Popular stocks influencer Keith Gill, better known as “Roaring Kitty,” was sued for allegedly orchestrating a “pump and dump” scheme involving GameStop Corp. shares.

Gill, who rose to fame promoting GameStop during the 2021 meme-stock craze, reemerged in May and again began posting about the games retailer on X, the social media platform formerly known as Twitter. 

In a proposed class action filed Friday in Brooklyn, New York, federal court, GameStop shareholder Martin Radev claims Gill was seeking to manipulate the stock for his own gain. 

Gill didn’t immediately respond to an email seeking comment.

The suit alleges that Gill acquired 120,000 call options in GameStop before he began posting about the company in May.
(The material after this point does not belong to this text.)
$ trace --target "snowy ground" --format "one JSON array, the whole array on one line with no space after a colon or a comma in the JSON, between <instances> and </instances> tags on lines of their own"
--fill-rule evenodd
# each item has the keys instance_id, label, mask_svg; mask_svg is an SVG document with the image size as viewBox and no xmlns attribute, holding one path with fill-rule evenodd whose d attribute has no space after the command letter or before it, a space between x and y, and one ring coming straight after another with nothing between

The stock, which had been trading around $17 just before Gill began to post, soared to $48.75 on May 14. 

On June 2, he revealed that he owned 5 million shares of GameStop and 120,000 call options that were set to expire on June 21. By June 13, Gill’s holdings had risen to more than 9 million shares of GameStop with no outstanding call options. 
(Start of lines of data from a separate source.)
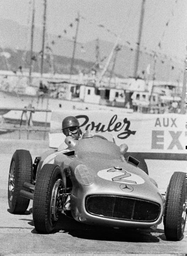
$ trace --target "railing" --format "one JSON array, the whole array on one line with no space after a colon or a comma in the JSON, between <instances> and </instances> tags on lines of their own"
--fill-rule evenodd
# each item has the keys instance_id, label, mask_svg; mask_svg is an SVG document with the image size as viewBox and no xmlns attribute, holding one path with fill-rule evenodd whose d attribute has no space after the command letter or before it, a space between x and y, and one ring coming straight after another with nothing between
<instances>
[{"instance_id":1,"label":"railing","mask_svg":"<svg viewBox=\"0 0 187 256\"><path fill-rule=\"evenodd\" d=\"M0 111L1 112L8 112L11 110L15 111L22 111L20 119L18 120L19 121L19 124L15 125L11 123L6 123L5 122L4 118L2 115L2 118L0 122L0 129L2 130L10 131L19 131L19 139L21 139L21 131L27 131L27 138L29 139L29 134L30 131L34 131L44 132L43 134L43 139L46 139L46 134L49 131L50 129L48 128L47 126L47 113L51 112L51 111L49 109L35 109L34 107L24 108L0 108ZM33 115L36 112L46 112L45 121L43 122L43 126L41 125L33 125ZM25 117L25 120L24 119Z\"/></svg>"}]
</instances>

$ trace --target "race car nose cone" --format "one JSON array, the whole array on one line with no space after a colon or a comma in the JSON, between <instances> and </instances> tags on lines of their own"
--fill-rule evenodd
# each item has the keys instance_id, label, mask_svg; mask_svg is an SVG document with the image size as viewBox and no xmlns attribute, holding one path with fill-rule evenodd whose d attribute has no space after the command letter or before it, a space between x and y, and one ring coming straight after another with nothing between
<instances>
[{"instance_id":1,"label":"race car nose cone","mask_svg":"<svg viewBox=\"0 0 187 256\"><path fill-rule=\"evenodd\" d=\"M68 146L68 147L74 147L76 144L77 141L73 139L70 136L68 136L65 139L65 143Z\"/></svg>"}]
</instances>

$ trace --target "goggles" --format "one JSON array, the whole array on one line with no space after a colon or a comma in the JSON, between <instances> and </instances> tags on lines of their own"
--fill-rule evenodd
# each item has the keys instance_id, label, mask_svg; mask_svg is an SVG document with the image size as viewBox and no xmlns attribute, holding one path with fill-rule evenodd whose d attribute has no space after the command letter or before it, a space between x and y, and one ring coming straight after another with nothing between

Gill “quietly sold and/or exercised (i.e., dumped) all 120,000 of his GameStop call options for a large profit, seemingly to increase his own stake in GameStop stock by over 4 million shares,” Radev said in the suit.
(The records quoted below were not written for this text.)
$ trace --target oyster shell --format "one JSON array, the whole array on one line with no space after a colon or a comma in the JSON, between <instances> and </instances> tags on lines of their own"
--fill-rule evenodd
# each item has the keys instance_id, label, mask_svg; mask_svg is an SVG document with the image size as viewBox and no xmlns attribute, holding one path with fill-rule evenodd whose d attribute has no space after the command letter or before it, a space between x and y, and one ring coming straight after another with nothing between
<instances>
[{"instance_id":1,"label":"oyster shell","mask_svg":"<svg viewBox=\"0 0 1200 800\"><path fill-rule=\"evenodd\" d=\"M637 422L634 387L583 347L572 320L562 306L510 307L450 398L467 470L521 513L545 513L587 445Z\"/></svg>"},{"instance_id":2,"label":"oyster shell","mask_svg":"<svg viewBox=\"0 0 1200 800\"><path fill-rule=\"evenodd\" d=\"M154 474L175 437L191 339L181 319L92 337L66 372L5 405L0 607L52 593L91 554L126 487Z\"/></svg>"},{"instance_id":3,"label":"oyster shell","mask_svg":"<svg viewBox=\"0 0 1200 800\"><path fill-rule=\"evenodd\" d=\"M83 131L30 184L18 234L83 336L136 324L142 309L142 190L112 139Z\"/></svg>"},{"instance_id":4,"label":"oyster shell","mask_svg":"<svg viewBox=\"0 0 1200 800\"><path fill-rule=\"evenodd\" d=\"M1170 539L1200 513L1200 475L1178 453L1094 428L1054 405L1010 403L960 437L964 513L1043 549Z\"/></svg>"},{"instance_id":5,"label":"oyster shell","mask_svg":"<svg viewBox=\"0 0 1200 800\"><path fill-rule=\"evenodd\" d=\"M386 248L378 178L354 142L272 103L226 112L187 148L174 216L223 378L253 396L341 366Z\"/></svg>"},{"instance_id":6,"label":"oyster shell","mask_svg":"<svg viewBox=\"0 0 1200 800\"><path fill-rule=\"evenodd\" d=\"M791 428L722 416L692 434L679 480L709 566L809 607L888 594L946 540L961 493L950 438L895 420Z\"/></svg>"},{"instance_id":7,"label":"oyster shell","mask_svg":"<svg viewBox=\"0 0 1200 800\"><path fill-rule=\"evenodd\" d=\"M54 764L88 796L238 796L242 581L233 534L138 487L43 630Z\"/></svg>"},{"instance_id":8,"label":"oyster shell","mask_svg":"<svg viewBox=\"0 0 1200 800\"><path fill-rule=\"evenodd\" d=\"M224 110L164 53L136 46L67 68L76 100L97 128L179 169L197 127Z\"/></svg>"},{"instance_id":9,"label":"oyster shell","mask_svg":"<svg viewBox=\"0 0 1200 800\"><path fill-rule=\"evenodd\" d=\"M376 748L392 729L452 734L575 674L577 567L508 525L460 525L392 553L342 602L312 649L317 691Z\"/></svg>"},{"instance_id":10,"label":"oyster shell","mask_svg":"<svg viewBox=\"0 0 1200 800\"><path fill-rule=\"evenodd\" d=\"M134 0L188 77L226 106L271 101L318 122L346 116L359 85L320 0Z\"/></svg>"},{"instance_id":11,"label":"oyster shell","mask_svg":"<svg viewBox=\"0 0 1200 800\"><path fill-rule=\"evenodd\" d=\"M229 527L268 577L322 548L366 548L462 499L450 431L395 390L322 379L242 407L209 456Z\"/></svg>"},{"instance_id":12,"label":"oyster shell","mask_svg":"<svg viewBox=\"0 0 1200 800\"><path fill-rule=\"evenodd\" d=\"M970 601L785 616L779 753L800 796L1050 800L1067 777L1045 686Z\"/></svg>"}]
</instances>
GameStop shares have since fallen, though they’re still higher than they were before Gill’s posts. They were trading around $23 early Monday afternoon.

Gill became one of the public faces of the meme-stock frenzy, amassing more than a million followers across his “Roaring Kitty” YouTube channel and “DeepF***ingValue” Reddit page. 

GameStop surged more than 1,700% during one stretch in January 2021, and the stock’s stratospheric rise appeared to pit scrappy individual investors against sophisticated hedge funds that were heavily shorting the troubled mall retailer.

On Monday, Chewy Inc. shares spiked as much as 10% after Gill disclosed a 6.6% passive stake in the online pet food and product retailer.

The filing with the U.S. Securities and Exchange Commission came days after the investor posted a photo with a puppy without any comment on X. The post briefly sent the pet food retailer to a one-year high on Thursday. 

The case is Radev v. Gill, 24-cv-04608, US District Court, Eastern District of New York.